I'm trying to wrap my around entropy as defined in information theory, and it states for Shannon information an axiom:
The less probable an event is, the more surprising it is and the more information it yields.
I know this is an axiom, so it's kind of inappropriate to ask for proof, but do we just have to take this as given? Or is it intuitive that this is true? What "information" am I gaining from witnessing a less probable outcome? If I had a magic coin that took different probabilities to land on different faces for each toss, why would the one where $p_{heads} = p_{tails} = 0.5$ provide me the "most information"?
@DonThousand 's comments offer a good point of view. I would like to offer another, which has the advantage that both the information granted by a single outcome and the Shannon entropy make intuitive sense.
Consider a population with some characteristics (age, gender, hair color, etc.).

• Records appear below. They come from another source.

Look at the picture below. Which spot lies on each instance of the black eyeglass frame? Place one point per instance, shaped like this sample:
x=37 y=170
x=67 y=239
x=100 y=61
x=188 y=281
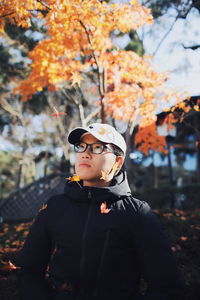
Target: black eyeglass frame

You want to find one individual based on his characteristics (assume they single him out uniquely).
When you ask a yes/no question, getting the least common trait is more useful, because it shrinks down more the pool of possible candidates : you just gained more information.
Now, when you are choosing the next question, to gain the most out of it, it is pretty clear you need to choose a question where both outcomes are as likely.
Edit : Some more explanations on that last point.
When you ask a question and get an answer that had a probability (here frequency) $p$, you are multiplying the number of possible individual by $p$. To compute an expectation, it makes sense to take the $\log$ : the information associated with this outcome is $-\log p$ and the expected information is the Shannon entropy : $$S = -p\log p - (1-p)\log(1-p)$$
This is maximal for $p = 1/2$. If you want to find that person as quick as possible, the best strategy is dichotomy : try and find a question which splits the remaining population in $2$.